“I'm going to be cutting and they're one of them!” Cox Cable customers are fed up with yet another rate increase, but what can be done to protect customers?
Cox announced on the March bill that customers would see an increase in rates due to “the result of increases in operating and programming costs.” Channel 6 News has learned Cox is in the middle of negotiations with the city to renew a 10-year contract.
Many of us have cable and if you're inside the city limits of Omaha, chances are your provider is Cox. Even though negotiations are underway, there's nothing the city can do to protect customers from rate hikes because nearly 30 years ago, the City Council gave over that regulation to the Federal Communications Commission.
Vickie Devries is fed up. “This morning when I got into my email, I get my Cox bill through email, and I opened that up and just about dropped my teeth ‘cause it's like, it's gone up again.” She says she has called the company to complain in the past, but it's never done any good. “They tell me, oh it's just $10, oh it's $12, oh it's 7. Well you know in this day and age, that's a lot of money.”
According to MSNBC, nationwide, the monthly rate for pay TV has been rising at an average of six percent annually and averages $86 a month. The Omaha city attorney says if customers are upset with rate increases they can complain to Cox or to the FCC, but the City Council cannot influence rates in any way and can't deny Cox business because of rates.

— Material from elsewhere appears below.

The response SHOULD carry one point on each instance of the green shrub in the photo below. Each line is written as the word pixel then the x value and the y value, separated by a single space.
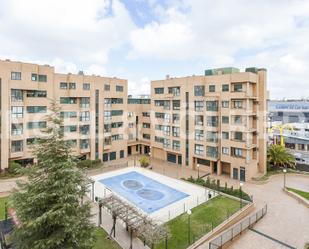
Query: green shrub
pixel 14 168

“Either we need more competition or they need to cut back on their expenses like we do,” said Devries. Despite what many may have thought, the city does not limit how many cable providers can come into the city. CenturyLink will go into negotiations with the city after Cox's negotiations are settled.

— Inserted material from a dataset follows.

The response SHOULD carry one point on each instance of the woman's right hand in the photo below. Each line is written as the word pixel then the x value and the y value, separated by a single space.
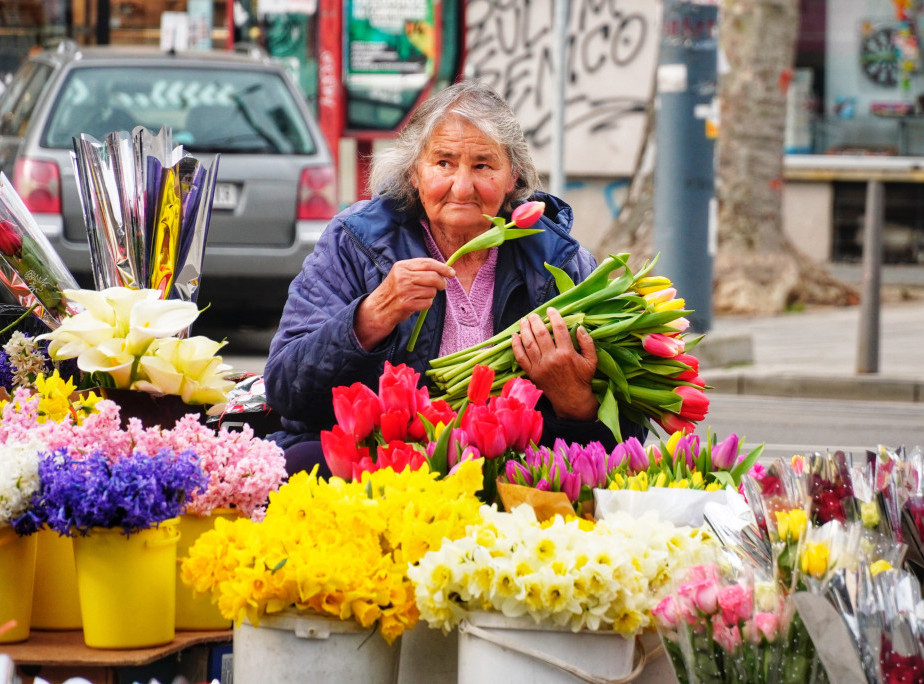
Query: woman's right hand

As for Devries, she's looking for any solution to save money. “Nothing stretches anymore. I've stretched until I can't stretch any further and things are having to get cut back, a lot of amenities and I'm about to tell my dog to get out and get a job.”
The city attorney says negotiations between Cox and the city should wrap up by mid-May and he does expect a public hearing on the agreement during a City Council meeting toward the beginning of May.
However, rates will not be a part of the discussion. Their negotiations focus more on reworking the contract and asking for better public access TV provided for no additional cost.